Stop the thieves of time

Here are two free-to-use websites that help you manage your time, as well as some helpful information about how to use timesheets to do “job sculpting.”

The Pomodoro approach

It’s widely accepted that our attention flags after a certain amount of time (that’s why 15 minute stand-up meetings are popular). Using the Pomodoro method, you allocate 25 minutes to focus on a task or project, and then 5 minutes to take a break (check e-mail or social media, grab a coffee, etc.) The 25 minute intervals work best if you get rid of as many sources of distraction as possible. The website helps you use this method – and it’s so easy I don’t even need to describe it here.

Time sheets and job sculpting

A common source of frustration is feeling that we don’t have enough time for the things we most need or want to do. In an approach called job sculpting, managers hire and place staff by matching their areas of interest and ability to the job responsibilities.

I’ve borrowed from this approach at various times during my career. One simple exercise involves chunking my time into types of tasks, and then tracking the amount of time I spend on each type of task. This helps me stay focused on the activities or tasks that will help me succeed in my current endeavor. It also can provide documentation to help my manager or my colleagues understand how much time certain responsibilities take. Ultimately, I spend less time dithering in unproductive areas and more time focusing on the work that moves ENGIE Services U.S. forward.

But how does this work in practice?

During periods of time when I feel I need to re-focus, I use a free account at a website called My Hours.

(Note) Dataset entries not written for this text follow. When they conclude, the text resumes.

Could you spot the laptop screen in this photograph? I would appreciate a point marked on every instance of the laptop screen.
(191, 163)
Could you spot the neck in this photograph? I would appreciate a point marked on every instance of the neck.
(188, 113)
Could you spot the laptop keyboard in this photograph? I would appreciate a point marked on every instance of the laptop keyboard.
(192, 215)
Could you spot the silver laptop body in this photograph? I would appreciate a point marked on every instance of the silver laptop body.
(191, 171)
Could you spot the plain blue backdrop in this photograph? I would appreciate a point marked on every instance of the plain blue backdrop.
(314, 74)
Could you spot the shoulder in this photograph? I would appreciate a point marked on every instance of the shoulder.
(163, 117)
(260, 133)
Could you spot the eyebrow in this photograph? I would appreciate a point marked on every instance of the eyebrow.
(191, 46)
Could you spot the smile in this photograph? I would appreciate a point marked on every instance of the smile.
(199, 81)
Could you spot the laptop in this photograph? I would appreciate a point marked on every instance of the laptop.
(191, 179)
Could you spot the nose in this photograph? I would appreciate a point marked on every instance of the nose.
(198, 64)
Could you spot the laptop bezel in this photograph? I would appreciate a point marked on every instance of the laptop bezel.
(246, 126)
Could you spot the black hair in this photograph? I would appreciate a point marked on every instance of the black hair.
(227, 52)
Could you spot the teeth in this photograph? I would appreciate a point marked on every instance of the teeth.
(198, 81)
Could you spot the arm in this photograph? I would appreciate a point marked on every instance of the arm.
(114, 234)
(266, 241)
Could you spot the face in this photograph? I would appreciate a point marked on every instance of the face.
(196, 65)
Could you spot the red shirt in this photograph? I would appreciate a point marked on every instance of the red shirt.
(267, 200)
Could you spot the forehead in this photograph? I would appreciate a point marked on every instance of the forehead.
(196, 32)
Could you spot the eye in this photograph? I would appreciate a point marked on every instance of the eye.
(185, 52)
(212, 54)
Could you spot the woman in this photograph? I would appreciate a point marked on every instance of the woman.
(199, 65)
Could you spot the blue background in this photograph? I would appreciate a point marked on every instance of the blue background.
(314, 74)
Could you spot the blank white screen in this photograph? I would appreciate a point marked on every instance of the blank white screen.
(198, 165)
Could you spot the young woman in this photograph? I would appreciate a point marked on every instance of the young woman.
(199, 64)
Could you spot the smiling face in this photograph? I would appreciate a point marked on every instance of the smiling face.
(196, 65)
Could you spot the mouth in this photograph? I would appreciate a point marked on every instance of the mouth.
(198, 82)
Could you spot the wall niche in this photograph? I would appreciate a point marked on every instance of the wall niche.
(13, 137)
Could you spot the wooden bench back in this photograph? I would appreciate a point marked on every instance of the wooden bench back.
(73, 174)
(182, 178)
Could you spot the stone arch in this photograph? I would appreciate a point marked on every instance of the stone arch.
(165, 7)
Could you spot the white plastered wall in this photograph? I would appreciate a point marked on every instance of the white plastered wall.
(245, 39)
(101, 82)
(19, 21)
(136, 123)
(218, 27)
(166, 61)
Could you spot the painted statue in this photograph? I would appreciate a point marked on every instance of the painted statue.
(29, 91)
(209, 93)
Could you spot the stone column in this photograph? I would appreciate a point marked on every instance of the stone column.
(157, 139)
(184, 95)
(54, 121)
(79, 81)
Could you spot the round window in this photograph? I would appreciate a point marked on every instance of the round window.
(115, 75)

(They don’t require you to input a credit card or any more personal information besides your name and email address).

MyHours and similar websites are intended for freelancers who track billable hours, but they can easily be repurposed to help balance your tasks at work. For example, my projects are:

Strategy / vision – any activity used to gain insight or do overall planning. Because marketers can easily get overwhelmed by executing projects, it’s important to allocate enough time to strategy.

Execution – anything related to planning and executing marketing activities (from trade show coordination to writing to meetings)

Internal communication – sharing or receiving ideas and information related to company culture or processes

I kept it as simple as possible so that I don’t have to think too much about tracking time – the point is to chunk things into general buckets and discipline myself not to get stuck in time-wasting activities.

Someone else might choose to monitor their stress levels by using Steven Covey’s categories.

  • Urgent and important
  • Important but not urgent
  • Urgent but not important
  • Neither urgent not important

Or, If you have different constituencies you’re accountable to, you can set them up as “Clients” to understand how much of your time they’re taking.

After using a time tracker for a while, you can understand how you’re spending your time, and make changes if needed. I guarantee you will be surprised.